Tuesday, September 6, 2011

Greed, or fear?

You know the famous quote from the character played by Michael Douglas in the 1987 movie Wall Street that 'Greed is good' ... and the follow-on quote in the successor movie of 2010 that 'Someone reminded me I once said "Greed is good". Now it seems it's legal...'

Robert Peston makes a similar claim in the final chapter of Who runs Britain? that 'It may not be pretty but, on the whole, greed is good.'

It's an appeal to greed, dressed up in the language of features and benefits, that underpins most of the marketing industry. The thesis goes that, as a marketer, I need to work out what will appeal to my prospects' wants so that they desire my offering enough to part with money for it. Of course, we don't present their wants as anything other than legitimate - even necessary - because to imply that wants fuel greed is a negative judgment, and no one gets anywhere by insulting customers or talking quite so baldly.

However, there's an equally powerful motivator, that of fear. It's less frequently talked about, but it's the flip side of the deodorant ad that subtly promises I'll get the girls swooning over me if I spray this brand ... Alongside the implicit promise to resolve greed (and sex!) is the fear that I'll not get the girls if I don't use this brand to smell this way!

I'm interested in the growing fear around the Internet world, particularly in the world of social media and online networking tools.

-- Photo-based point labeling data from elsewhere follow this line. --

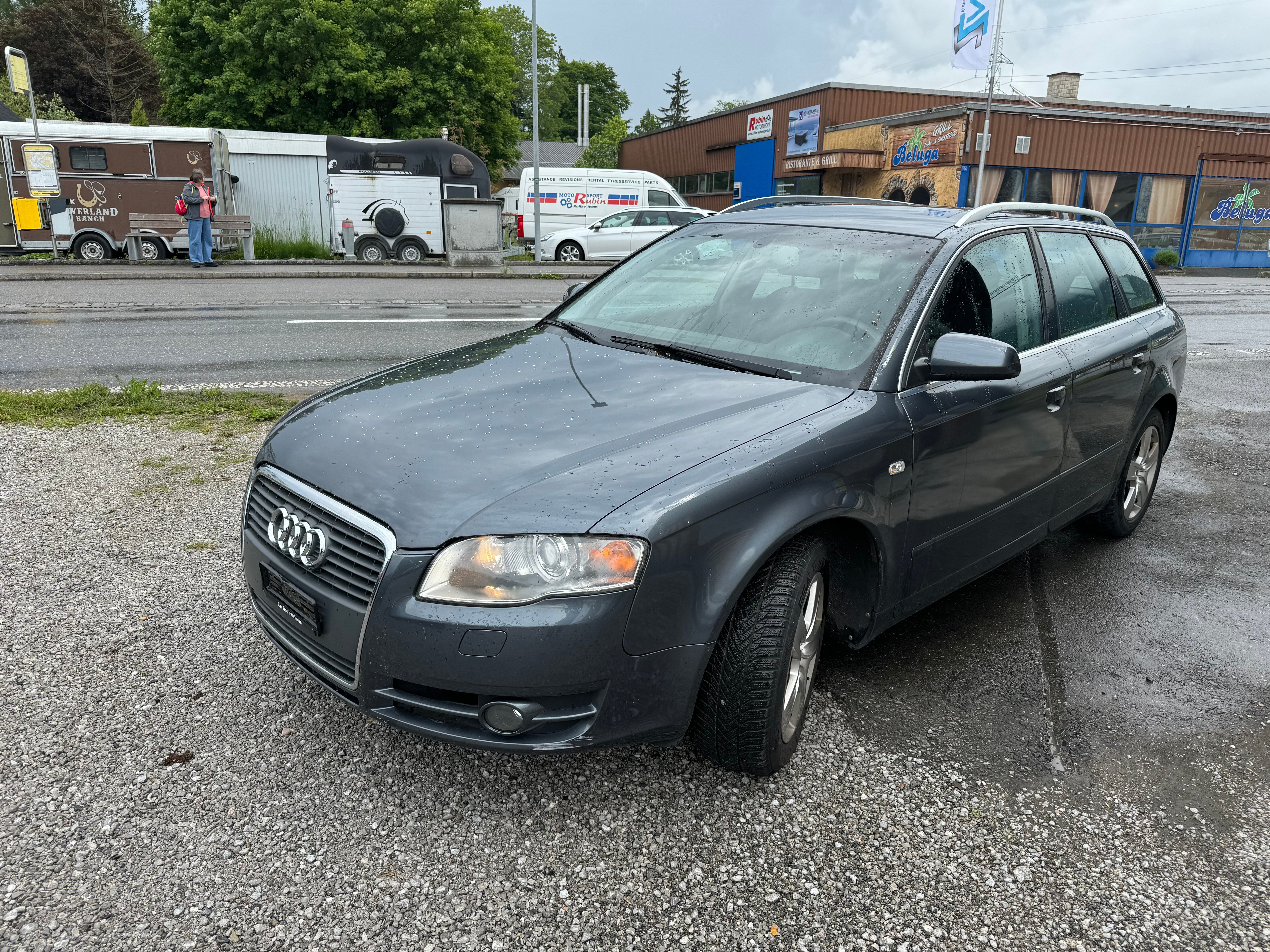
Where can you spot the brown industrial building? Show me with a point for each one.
(1197, 181)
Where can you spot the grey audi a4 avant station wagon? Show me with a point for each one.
(641, 518)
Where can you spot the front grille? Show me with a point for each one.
(355, 556)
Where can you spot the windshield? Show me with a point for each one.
(816, 303)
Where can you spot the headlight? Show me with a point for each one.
(514, 570)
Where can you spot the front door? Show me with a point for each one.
(1108, 351)
(613, 237)
(986, 454)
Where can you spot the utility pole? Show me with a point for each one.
(538, 188)
(994, 68)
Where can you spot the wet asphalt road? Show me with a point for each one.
(1128, 680)
(276, 334)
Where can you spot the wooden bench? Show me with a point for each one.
(145, 225)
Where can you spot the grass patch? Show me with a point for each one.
(94, 403)
(275, 246)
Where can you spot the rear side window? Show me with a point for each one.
(1083, 286)
(88, 158)
(1133, 280)
(994, 292)
(655, 220)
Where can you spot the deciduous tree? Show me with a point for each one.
(393, 69)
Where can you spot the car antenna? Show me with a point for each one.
(594, 402)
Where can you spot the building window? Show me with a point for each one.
(799, 186)
(705, 183)
(88, 158)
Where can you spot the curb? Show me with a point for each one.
(317, 273)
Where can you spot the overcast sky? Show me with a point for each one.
(756, 49)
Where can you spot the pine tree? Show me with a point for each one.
(677, 112)
(648, 124)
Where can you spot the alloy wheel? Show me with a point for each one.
(803, 657)
(1141, 474)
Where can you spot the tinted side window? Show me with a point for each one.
(994, 294)
(1083, 286)
(88, 158)
(1124, 266)
(653, 220)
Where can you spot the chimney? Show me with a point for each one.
(1063, 86)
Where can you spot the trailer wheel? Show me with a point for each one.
(153, 251)
(373, 251)
(92, 248)
(411, 252)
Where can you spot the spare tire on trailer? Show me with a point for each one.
(389, 223)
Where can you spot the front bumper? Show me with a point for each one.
(428, 668)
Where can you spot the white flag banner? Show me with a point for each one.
(973, 23)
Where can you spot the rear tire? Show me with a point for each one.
(373, 251)
(1137, 484)
(569, 252)
(752, 705)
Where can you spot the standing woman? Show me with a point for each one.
(200, 206)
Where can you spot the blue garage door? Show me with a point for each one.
(754, 171)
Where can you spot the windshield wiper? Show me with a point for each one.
(688, 353)
(573, 329)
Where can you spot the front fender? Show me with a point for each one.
(714, 526)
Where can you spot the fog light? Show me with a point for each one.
(510, 716)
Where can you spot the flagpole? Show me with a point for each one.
(994, 65)
(538, 188)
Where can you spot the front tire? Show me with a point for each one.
(569, 252)
(752, 705)
(91, 248)
(1137, 484)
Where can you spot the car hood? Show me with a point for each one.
(531, 432)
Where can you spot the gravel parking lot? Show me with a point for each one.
(172, 782)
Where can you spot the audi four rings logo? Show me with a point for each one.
(303, 542)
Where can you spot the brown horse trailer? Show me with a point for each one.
(106, 172)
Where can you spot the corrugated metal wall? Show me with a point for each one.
(284, 192)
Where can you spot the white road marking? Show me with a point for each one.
(417, 320)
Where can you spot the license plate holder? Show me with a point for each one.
(294, 605)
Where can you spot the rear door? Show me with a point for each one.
(649, 226)
(1108, 350)
(987, 455)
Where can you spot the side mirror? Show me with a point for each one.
(970, 357)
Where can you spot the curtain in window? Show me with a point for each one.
(1065, 186)
(1098, 191)
(992, 180)
(1168, 200)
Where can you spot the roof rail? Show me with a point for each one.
(807, 200)
(983, 211)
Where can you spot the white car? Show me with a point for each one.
(618, 235)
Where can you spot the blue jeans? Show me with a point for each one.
(201, 240)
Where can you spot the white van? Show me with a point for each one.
(573, 198)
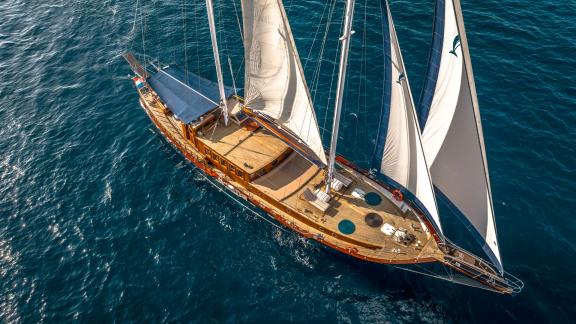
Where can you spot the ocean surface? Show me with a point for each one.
(102, 220)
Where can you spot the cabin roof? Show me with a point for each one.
(186, 94)
(249, 150)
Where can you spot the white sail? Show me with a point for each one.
(399, 153)
(275, 84)
(452, 132)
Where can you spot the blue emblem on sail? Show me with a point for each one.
(401, 78)
(455, 44)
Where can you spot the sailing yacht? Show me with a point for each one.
(266, 147)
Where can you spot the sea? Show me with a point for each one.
(102, 220)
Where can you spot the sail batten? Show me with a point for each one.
(275, 85)
(452, 131)
(399, 154)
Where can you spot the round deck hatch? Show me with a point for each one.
(373, 199)
(346, 227)
(373, 220)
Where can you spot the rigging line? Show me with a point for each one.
(362, 72)
(238, 21)
(317, 71)
(334, 65)
(197, 37)
(315, 37)
(142, 30)
(185, 46)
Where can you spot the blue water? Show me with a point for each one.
(101, 220)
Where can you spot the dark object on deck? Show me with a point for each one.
(373, 220)
(187, 95)
(136, 66)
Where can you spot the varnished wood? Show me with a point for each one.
(279, 191)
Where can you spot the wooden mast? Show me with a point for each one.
(345, 39)
(223, 103)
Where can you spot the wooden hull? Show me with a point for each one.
(432, 249)
(267, 204)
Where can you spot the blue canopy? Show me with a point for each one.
(187, 95)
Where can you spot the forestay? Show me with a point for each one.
(452, 131)
(399, 155)
(275, 84)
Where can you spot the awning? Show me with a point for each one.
(187, 95)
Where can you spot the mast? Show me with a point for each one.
(340, 89)
(223, 104)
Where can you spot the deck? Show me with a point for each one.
(282, 193)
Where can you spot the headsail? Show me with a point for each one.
(399, 155)
(452, 131)
(275, 84)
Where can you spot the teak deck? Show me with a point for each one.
(259, 167)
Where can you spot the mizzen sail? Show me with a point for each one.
(452, 130)
(275, 84)
(399, 154)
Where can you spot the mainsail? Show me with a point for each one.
(275, 84)
(452, 131)
(399, 154)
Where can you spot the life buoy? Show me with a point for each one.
(397, 194)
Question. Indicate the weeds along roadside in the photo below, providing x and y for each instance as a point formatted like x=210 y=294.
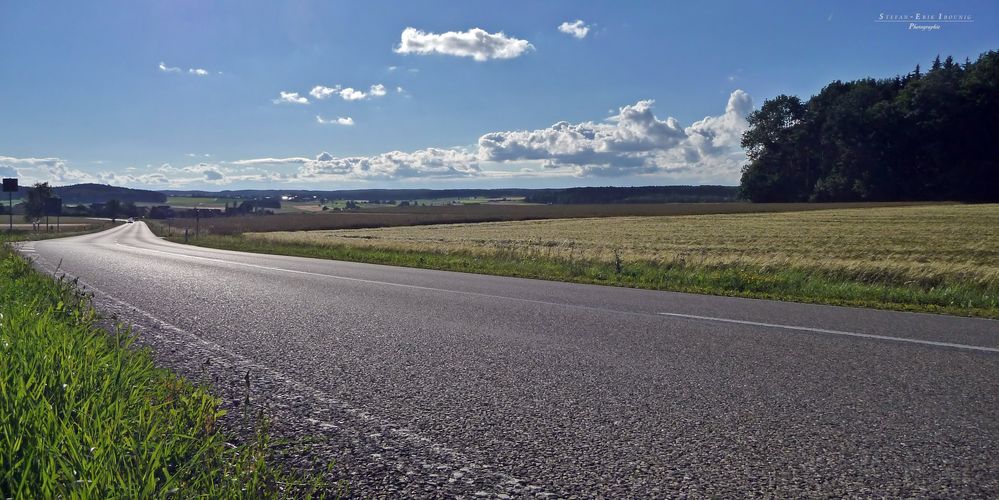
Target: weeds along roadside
x=738 y=280
x=83 y=413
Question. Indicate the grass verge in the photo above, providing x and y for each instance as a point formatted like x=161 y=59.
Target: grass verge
x=85 y=414
x=740 y=280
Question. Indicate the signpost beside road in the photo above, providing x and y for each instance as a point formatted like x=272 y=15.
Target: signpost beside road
x=53 y=206
x=10 y=187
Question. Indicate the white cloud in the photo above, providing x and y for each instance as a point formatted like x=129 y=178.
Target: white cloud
x=291 y=97
x=346 y=121
x=634 y=141
x=431 y=162
x=321 y=92
x=295 y=160
x=54 y=170
x=191 y=71
x=168 y=69
x=576 y=28
x=475 y=43
x=349 y=94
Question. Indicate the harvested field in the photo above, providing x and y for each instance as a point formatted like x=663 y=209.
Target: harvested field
x=411 y=216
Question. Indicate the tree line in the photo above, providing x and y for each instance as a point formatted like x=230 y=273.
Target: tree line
x=637 y=194
x=921 y=136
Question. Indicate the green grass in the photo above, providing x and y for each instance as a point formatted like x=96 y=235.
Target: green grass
x=28 y=235
x=732 y=279
x=84 y=414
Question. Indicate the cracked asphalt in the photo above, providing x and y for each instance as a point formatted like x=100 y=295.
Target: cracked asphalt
x=436 y=384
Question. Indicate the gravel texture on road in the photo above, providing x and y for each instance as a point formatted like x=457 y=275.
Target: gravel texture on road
x=426 y=383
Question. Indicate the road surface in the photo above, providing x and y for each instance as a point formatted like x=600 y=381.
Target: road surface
x=427 y=383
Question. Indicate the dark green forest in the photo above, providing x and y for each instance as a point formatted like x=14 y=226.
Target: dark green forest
x=930 y=135
x=639 y=194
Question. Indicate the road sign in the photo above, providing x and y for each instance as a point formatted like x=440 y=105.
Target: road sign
x=53 y=206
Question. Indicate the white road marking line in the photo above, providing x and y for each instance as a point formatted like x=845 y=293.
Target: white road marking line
x=386 y=283
x=591 y=308
x=835 y=332
x=459 y=460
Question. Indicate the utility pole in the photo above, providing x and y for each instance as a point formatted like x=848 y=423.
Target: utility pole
x=9 y=187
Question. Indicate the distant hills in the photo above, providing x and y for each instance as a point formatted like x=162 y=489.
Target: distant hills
x=85 y=194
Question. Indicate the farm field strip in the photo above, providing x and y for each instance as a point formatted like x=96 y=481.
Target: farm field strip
x=474 y=213
x=929 y=258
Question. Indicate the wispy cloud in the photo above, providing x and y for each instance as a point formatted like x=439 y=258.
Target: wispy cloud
x=321 y=92
x=168 y=69
x=340 y=120
x=576 y=28
x=191 y=71
x=475 y=43
x=291 y=98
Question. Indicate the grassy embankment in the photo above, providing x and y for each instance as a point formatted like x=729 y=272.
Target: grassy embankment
x=85 y=415
x=942 y=259
x=79 y=226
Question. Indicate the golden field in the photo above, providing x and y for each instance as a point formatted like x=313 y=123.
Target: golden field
x=918 y=246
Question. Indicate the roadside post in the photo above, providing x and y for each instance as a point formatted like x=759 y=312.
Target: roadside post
x=53 y=206
x=9 y=187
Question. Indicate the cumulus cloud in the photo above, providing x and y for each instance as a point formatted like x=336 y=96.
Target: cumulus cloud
x=347 y=93
x=295 y=160
x=191 y=71
x=340 y=120
x=475 y=43
x=322 y=92
x=634 y=141
x=168 y=69
x=431 y=162
x=54 y=170
x=576 y=28
x=291 y=97
x=213 y=175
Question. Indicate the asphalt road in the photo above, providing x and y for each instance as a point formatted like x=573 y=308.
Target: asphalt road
x=426 y=383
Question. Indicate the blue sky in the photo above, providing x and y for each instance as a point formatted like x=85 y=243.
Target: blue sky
x=212 y=95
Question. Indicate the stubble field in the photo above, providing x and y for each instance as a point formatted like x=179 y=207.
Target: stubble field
x=932 y=258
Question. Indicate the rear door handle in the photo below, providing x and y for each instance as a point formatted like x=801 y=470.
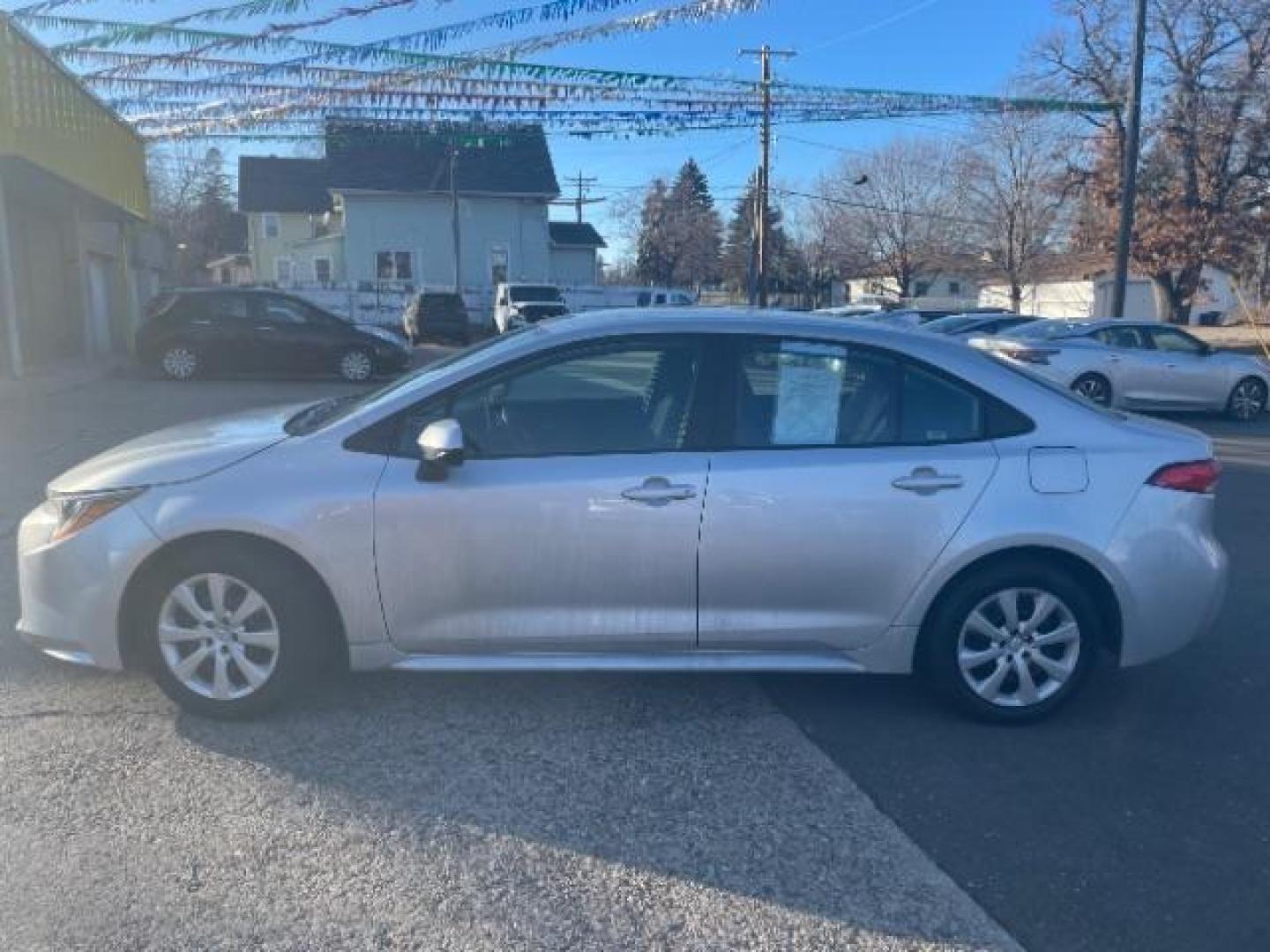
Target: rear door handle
x=658 y=489
x=925 y=481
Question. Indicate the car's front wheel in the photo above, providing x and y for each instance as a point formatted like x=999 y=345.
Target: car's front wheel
x=179 y=362
x=1012 y=643
x=1094 y=386
x=230 y=631
x=355 y=366
x=1247 y=400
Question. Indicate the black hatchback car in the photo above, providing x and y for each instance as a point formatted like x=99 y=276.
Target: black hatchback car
x=437 y=315
x=188 y=333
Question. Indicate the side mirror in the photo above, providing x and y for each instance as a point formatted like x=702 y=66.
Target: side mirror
x=441 y=446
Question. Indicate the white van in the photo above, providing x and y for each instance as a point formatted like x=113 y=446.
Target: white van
x=517 y=305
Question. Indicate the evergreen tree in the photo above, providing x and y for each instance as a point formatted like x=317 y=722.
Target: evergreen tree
x=696 y=228
x=653 y=262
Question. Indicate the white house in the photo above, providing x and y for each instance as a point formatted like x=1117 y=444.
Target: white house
x=380 y=211
x=1080 y=287
x=945 y=285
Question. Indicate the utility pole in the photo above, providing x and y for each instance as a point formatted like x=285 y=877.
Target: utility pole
x=765 y=55
x=582 y=184
x=1129 y=175
x=453 y=215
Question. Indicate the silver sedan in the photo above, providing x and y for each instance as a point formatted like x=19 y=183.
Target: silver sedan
x=1138 y=366
x=641 y=492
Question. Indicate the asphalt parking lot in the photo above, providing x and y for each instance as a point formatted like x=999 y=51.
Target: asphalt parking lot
x=460 y=811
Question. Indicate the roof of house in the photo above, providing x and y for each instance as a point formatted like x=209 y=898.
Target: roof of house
x=272 y=184
x=568 y=234
x=512 y=161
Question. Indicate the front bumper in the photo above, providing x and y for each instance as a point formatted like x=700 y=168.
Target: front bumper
x=71 y=589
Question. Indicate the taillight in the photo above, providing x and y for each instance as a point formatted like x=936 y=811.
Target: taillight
x=1199 y=476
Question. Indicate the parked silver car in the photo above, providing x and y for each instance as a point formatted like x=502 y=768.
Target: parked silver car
x=1138 y=366
x=644 y=492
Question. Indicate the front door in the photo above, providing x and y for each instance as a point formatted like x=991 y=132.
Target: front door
x=572 y=525
x=1183 y=372
x=850 y=471
x=285 y=338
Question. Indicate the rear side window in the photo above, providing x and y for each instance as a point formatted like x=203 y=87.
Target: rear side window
x=220 y=308
x=819 y=394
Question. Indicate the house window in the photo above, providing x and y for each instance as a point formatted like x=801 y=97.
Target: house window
x=498 y=268
x=394 y=265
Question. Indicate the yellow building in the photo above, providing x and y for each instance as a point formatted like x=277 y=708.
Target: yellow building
x=77 y=264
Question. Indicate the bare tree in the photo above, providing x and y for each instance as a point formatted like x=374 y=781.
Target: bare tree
x=1013 y=176
x=1206 y=155
x=893 y=211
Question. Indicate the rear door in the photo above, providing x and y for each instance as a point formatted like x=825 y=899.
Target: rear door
x=842 y=473
x=219 y=325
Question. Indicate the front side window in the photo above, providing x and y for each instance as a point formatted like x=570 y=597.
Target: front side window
x=1124 y=338
x=632 y=398
x=819 y=394
x=1175 y=342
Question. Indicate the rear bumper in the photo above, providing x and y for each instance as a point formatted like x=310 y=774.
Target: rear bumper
x=1172 y=573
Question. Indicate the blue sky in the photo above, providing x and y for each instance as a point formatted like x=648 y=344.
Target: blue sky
x=949 y=46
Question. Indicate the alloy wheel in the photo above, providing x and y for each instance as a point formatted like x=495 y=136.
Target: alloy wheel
x=179 y=362
x=1249 y=400
x=1019 y=648
x=1094 y=389
x=355 y=366
x=219 y=636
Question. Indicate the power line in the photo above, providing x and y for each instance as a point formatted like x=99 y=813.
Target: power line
x=868 y=207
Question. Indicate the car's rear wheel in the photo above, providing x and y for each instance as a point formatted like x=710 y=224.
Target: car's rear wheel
x=1247 y=400
x=1012 y=643
x=1094 y=386
x=355 y=366
x=230 y=631
x=179 y=362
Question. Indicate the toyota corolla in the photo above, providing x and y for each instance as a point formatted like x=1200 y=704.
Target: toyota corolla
x=643 y=493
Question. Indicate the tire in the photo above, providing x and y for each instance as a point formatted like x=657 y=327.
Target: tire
x=1094 y=386
x=260 y=658
x=1247 y=400
x=355 y=365
x=179 y=361
x=970 y=621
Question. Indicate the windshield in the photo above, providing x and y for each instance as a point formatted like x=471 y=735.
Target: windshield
x=1058 y=389
x=545 y=294
x=328 y=412
x=952 y=324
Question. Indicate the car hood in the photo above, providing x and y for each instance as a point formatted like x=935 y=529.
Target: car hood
x=179 y=453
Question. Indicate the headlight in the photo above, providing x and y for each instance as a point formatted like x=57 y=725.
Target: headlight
x=78 y=510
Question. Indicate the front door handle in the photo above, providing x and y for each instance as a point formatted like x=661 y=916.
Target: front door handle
x=923 y=481
x=658 y=489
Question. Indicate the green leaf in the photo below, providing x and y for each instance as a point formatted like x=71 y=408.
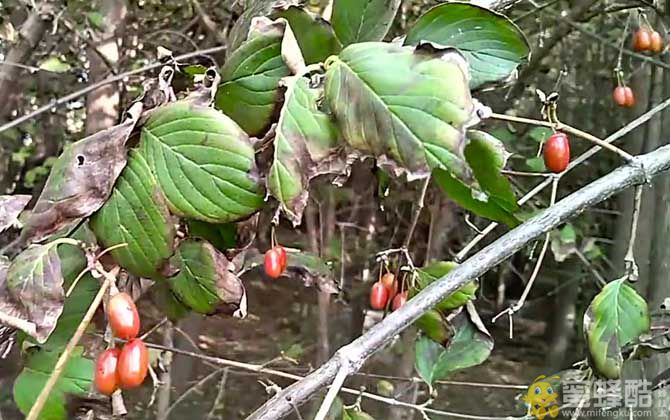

Not only are we seeing a limited rise of celebrity voices questioning whether Facebook and the like are good or "dangerous," but there's an increasing flurry of articles questioning whether social media is 'eroding our privacy' and offering some how-to responses.

Rather than marketing on the basis of benefits (greed) or on the basis of fear, I prefer that powerful insight from Drucker that marketing is, in fact, all about listening to what the market wants and then innovating a solution in response to it.

Expect canny operators who are listening to what people want to respond to the greed/fear around the under-served themes of privacy and trust. Increasingly, as the world seems to get less stable, it seems that these are things people want and solutions like Starfish are making a response.